Abstract
Sandstone acid systems, which are composed of HCl and HF, are commonly used to remove the formation damage in sandstone reservoirs. However, to perform any treatment using these acid systems, a preflush and/or a postflush of HCl plain acid must be injected to eliminate CaF2 precipitation and secondary precipitation. In this study, a new sandstone acid formulation was developed that can be used as a one-step sandstone acid system (OSSA). This system eliminates the requirement of preflush and postflush HCl acid stages, reduces the treatment complexity, reduces the HCl requirements, and reduces the overall treatment/rig time.
A coreflood study was conducted using different sandstone cores at 180°F. In additional to quartz, the tested cores had varying amounts of clay mineral, feldspar, and carbonate. Consequently, they can be used to judge the performance of the new OSSA system.

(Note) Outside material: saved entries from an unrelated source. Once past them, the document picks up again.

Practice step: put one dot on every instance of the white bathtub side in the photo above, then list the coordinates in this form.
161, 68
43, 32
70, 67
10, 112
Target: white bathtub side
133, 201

Based on the experimental results, regular sandstone acid must be used with a preflush stage of HCl acid to maximize its performance and eliminate CaF2/MgF2 precipitation. The needs of the postflush stage must be confirmed as it can cause damage for sandstone that has HCl sensitive clay mineral. All selected one-step sandstone acid formulations (Acids A, B, C, and D) were able to successfully treat Bandera sandstone cores. For Bandera sandstone cores, increasing HCl/HF ratio increased the permeability enhancement and reduced the injected acid volume. Using the same acid volume and composition, a higher permeability enhancement was observed for the core that had less clay and carbonate content. Based on HCl:HF ratio and sandstone composition, a minimum acid volume is required to achieve a permeability enhancement. For the Bandera sandstone formation, only 8 PV of the OSSA system was required to achieve 26% permeability enhancement. However, for a Berea sandstone core that had less clay mineral, 4PV of OSSA system increased the permeability by 86%. The feldspar amount in the composition of sandstone can significantly impact the permeability enhancement of Acid C, while kaolinite amount has nearly no effect. A corrosion test was conducted at 180°F for 6 hr using a two pipe grades (Cr-13 and N-80). Two types of corrosion inhibitor were evaluated at different concentrations. All tested formulas had a very low corrosion rate (less than 0.03 lb/ft2). For both corrosion inhibitor types, corrosion rate was increased by reducing the HCl/HF ratio and/or inhibitor concentration.